Can we just stop?  Whatever happened to just smiling for the camera?  What happened to that last shred of personal dignity that we used to have?  Why the burning desire to immortalize ourselves looking like morons? Any of these poses immediately lower one’s apparent IQ by a good 60 points or so.  They’re not attractive, sexy, or cute.

I just have this mental image of people at the turn of the 22nd century digging through the few old photos they might still have of their grandparents or great-grandparents in the bloom of their youth, and thinking:  Is there not ONE photo of a young Gran without that stupid lip-pucker?  Not ONE of my granddad without that nasty hand gesture (how I wish I had never discovered its meaning!), or his tongue sticking out?

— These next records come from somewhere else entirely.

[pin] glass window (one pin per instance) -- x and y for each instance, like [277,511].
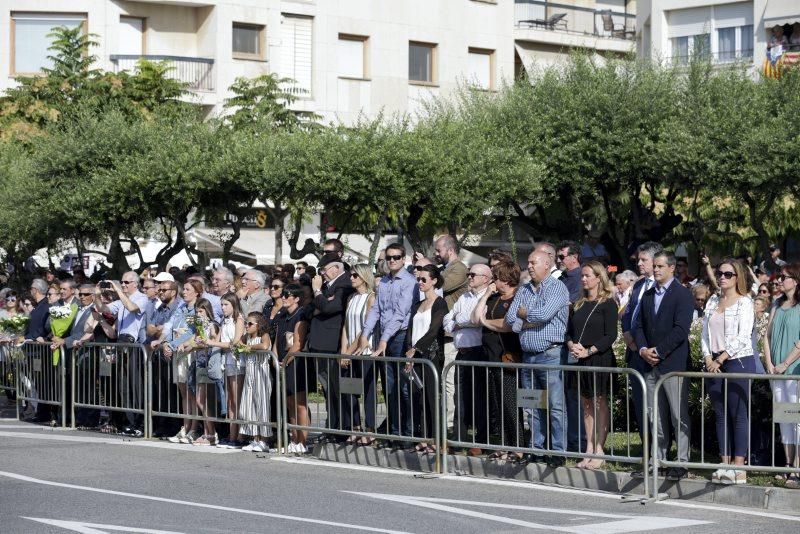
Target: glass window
[351,56]
[31,40]
[420,62]
[726,44]
[247,39]
[480,68]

Ms. Cyrus has said that she started sticking her tongue out for pictures because she felt embarrassed and didn’t know what else to do.  That seems to indicate some kind of discomfort with oneself, a self-imposed pressure to put on a show, to do something other than just being oneself in the moment.  Is everyone feeling that way lately?


Sure, maybe young folks might think this picture – taken nearly 60 years ago – is boring, but I take the long view.  Here’s a nice smile, a casual pose sitting on a fence in a European village.  Nothing crass or undignified, nothing to embarrass herself or her progeny, nothing that is a big mystery now or will be a big mystery to people 50 years or 200 years from now.  She looks comfortable just being there, just enjoying the moment.  However long this image survives, her smile and pose will still be reasonably appealing and understandable to people of the future.

What they will never say is:  “What the hell is she doing?  What’s wrong with her?”





ADDENDUM:    All, the funny thing is, – it’s not a matter simply of youth. The young woman on the fence is about the same age as the silly kids in the photos at the top of the article. But in her prime in the 1950s, she was already fully “launched,” living on her own thousands of miles from her parents, working abroad, and had just gotten married.

You may have guessed by now this was my adoptive mother, who died when I was just six. I am very glad to have photos like this one to remember her by, rather than the leering, sneering, tongue-wagging, silly and vulgar things at the top of the article. What would I have thought of her then?